Nunca se perdoará este bloqueio do PT à tentativa de racionalizar a administração pública. E em vez de estar abrindo caminho para o Lula, esta recusa de alianças está cavando seu enterro. Um plano decente não teve apoio do PT, porque o partido se acha contrário à "hegemonia" burguesa. Ninguém leu Gramsci.
Cascas de bananaA resposta a FHC foi um Paim provocador e uma sucessão de obstáculos e cascas-de-banana de outros, culminando no sinistro tombo de US$ 50 bilhões que os "ruralistas da morte" tentam dar num governo que quer cortar gastos. O Senado talvez vete, mas sobrarão "apenas" US$ 800 milhões para a bancada. Isto é chantagem. Isto foi uma bofetada na cara do país. Isto faz acender em nós desejos "fujimoristas", irracionais.

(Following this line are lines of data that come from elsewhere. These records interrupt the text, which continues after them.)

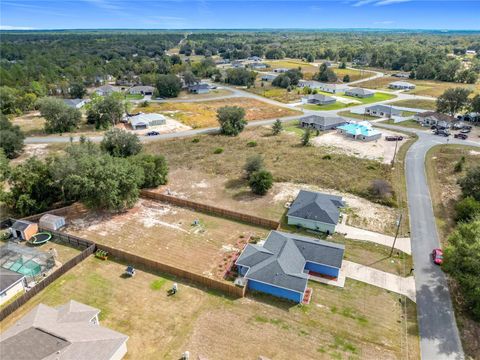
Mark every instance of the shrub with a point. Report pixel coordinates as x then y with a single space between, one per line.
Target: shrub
260 182
459 165
254 164
467 209
120 143
232 120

Esta estupidez "democrática" brasileira é simetricamente igual à ditadura que nos regeu por 25 anos. É a mesma coisa irracional, conservadora, escrachada, só que com "liberdade". O plano FHC tentou ser uma réstia de projeto nacional no ar, como uma trave de sustentação. Caindo, inicia-se o período jurássico de delírios partidários.
Talvez se inaugure hoje, com a possível demissão de FHC, um período de absoluto escracho na política brasileira, onde o caos será comandado pelos caciques de terno e suas caras cínicas. Teremos o PFL comandado pelo filho-do-papai Malvadeza (o "Malvadinho") dizendo coisas como "não podemos permitir novos impostos para o povo" quando só fizeram encurralar FHC nesta direção.
Teremos o jocundo Amin, abrindo estrada para Maluf com piadas demoníacas ("O governo fez acordo com o diabo. O diabo não cumpre a palavra"); teremos o PMDB com seu amálgama confuso de retórica social com prática clientelista, teremos o espectro do quercismo, teremos o getulismo tardio do PDT falando em "perdas internacionais", nas mãos dos estaleiros cariocas e fazendo chantagem com o dinheiro (já recebido) da Linha Vermelha, teremos todos caçando o possível candidato FHC como uma ratazana grávida, mesmo à custa da tragédia nacional.
Teremos finalmente o país entregue nas mãos do fascismo parlamentarista ao avesso, onde os congressistas têm todo o poder de veto e nenhuma responsabilidade social. e as corporações poderão se dedicar ao assalto dos últimos tostões do Estado, assalto garantido pela Constituição que não querem rever.
Os autoritarismosO Brasil vai ficar refém de uma assembléia de ratos. E nenhum rato tem projeto, a não ser manter privilégios. A revisão constitucional se fará medíocre, atendendo a cada clube fisiológico. Tudo tímido, covarde e mesquinho. E a ninguém ocorrerá que grande país poderíamos ser com uma grande revisão.
E assistiremos inermes às três formas de autoritarismo que existem neste país: 1) o militar olhando de perto a "zona" instalada 2) o delírio fisiológico do PFL, PMDB, PPR, etc nos levando a uma hiperinflação e à ruptura do pacto social 3) O crescimento do rancor albanês que o PT das bases abrigará, apontando para a "vingança" stalinista de um programa arcaico.
Com o caos que a tal "hegemonia" burguesa (ah,ah,aha) vai instalar, o PT deverá ser eleito. Com o apoio dos milicos, poderá nos aplicar um programa albanês, nacional-estatizante. Se não conseguir apoio, cai e começa de novo o ciclo militar que nos levará a uma nova "redentora", a uma nova "era seca" e , anos depois, a outra "úmida" ilusão "democrática".
E para sempre vibrarão os eternos "espasmos de mudança" que visam deixar as coisas como sempre foram aqui, na harmonia universal dos infernos. E o Brasil vai murchar por baixo disso tudo, pelo século 21 a dentro, perdendo a chance de ser um imenso gigante despertado. O Congresso Nacional está desmoralizando a democracia.